We exploited the total information residing in all synteny clusters by encoding their

phylogenomic synteny pattern profiles into a large binary matrix (synteny matrix) (Figure

1b). Standard ML-based tree inference was then applied to reconstruct a species tree

(Figure 1b). The process is similar to the MRL (Matrix Representation with Likelihood)

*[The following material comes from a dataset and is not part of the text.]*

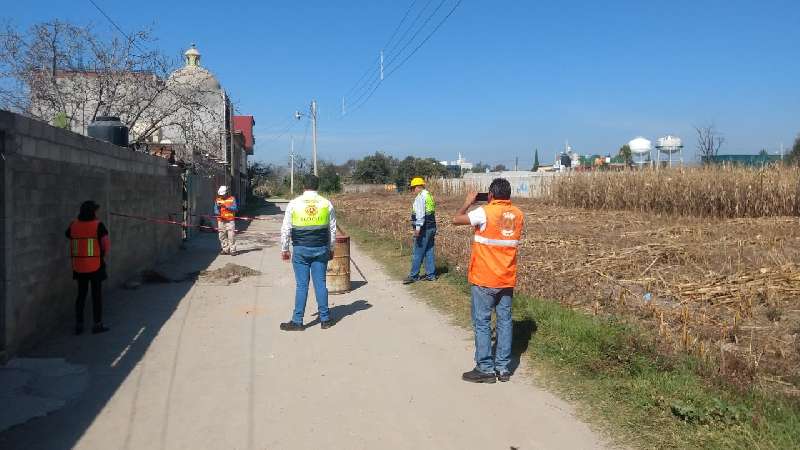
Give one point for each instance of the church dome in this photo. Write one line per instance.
(192, 75)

supertree method (which uses the same data matrix as MRP (Matrix Representation with

Parsimony), but with ML-based inference, yielding higher accuracy (Nguyen et al., 2012;

Mirarab et al., 2016)), except that MRL is based on a set of input trees, in contrast with

our synteny matrix based on synteny clusters. To avoid misunderstanding, in this study

we confine the usage of ‘MRL’ to the supertree method. Alternatively, we could refer to

our ‘supercluster’ approach as Syn-MRL (Synteny Matrix Representation with Likelihood).

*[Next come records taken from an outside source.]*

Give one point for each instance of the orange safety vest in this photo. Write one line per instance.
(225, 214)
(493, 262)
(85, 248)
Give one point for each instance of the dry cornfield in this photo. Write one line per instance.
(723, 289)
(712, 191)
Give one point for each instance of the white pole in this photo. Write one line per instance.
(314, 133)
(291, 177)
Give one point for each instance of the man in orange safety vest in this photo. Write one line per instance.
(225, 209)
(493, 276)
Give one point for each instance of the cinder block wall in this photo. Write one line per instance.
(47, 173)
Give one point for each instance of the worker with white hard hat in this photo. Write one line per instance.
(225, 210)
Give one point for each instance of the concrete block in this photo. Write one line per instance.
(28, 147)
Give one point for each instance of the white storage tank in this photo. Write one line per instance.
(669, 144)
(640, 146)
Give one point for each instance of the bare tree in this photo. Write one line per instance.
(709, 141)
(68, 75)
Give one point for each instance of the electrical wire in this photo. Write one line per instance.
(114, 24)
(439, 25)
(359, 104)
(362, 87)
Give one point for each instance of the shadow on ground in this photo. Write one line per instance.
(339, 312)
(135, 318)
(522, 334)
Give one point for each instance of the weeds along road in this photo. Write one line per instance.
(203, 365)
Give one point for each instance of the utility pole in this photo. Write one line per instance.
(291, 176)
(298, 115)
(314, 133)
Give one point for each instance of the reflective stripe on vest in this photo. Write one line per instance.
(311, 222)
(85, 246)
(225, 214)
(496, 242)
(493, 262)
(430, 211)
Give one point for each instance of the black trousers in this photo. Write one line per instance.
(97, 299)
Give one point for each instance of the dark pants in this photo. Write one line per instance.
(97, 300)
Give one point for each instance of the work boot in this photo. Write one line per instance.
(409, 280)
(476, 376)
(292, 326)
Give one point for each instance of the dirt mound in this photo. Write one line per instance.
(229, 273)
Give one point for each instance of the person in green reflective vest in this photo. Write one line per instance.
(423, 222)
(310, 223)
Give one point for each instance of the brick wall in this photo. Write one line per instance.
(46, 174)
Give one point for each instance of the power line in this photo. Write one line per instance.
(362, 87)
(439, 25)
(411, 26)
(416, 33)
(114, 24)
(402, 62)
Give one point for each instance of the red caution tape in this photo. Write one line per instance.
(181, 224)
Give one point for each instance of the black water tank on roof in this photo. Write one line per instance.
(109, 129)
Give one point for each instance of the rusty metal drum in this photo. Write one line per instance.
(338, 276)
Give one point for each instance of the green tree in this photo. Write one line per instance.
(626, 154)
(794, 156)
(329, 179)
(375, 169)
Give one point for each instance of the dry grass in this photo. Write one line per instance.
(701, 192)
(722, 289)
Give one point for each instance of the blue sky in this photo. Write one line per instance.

In order to assess the congruence and discordance of trees obtained by our synteny-

based Syn-MRL approach and more traditional multiple sequence alignment-based

approaches, we also built trees based on gene marker information. Since BUSCO gene

sets are widely adopted in benchmarking genome assembly and annotation quality, we

used this gene set for phylogeny reconstruction. Besides BUSCO, we also used genes

from conserved single-copy synteny clusters (CSSC) for comparison. Interestingly,

concatenated sequence alignments for each set of genes (1438 and 883 genes,

respectively) led to exactly the same topologies (Supplemental Figures S2 and S3). For

the MRL supertree approach, we added only highly-supported bipartitions of each tree to

the data matrix, since in reality gene trees can rarely be fully resolved. The 85% bootstrap

cutoff (ultrafast bootstrap approximation (Minh et al., 2013)) is an empirical cutoff to

accommodate strictness, but also allow for signals with minor uncertainty to be included

for statistical testing. Again, the resulting tree from the MRL approach is highly congruent

with the concatenation-derived tree.

For the MRL and Syn-MRL approaches, we use the Mk model, which is a Jukes-Cantor

type model for discrete morphological data (Lewis, 2001). Each column of the data matrix

is regarded as an independent character. The two-state binary encoding for each column

represent the two groups of related species regarding that specific character. There is no

further ordering or special weighing for the elements in the data matrix. The reliability of

the signals (columns in the matrix) used in Syn-MRL (supercluster) and MRL (supertree)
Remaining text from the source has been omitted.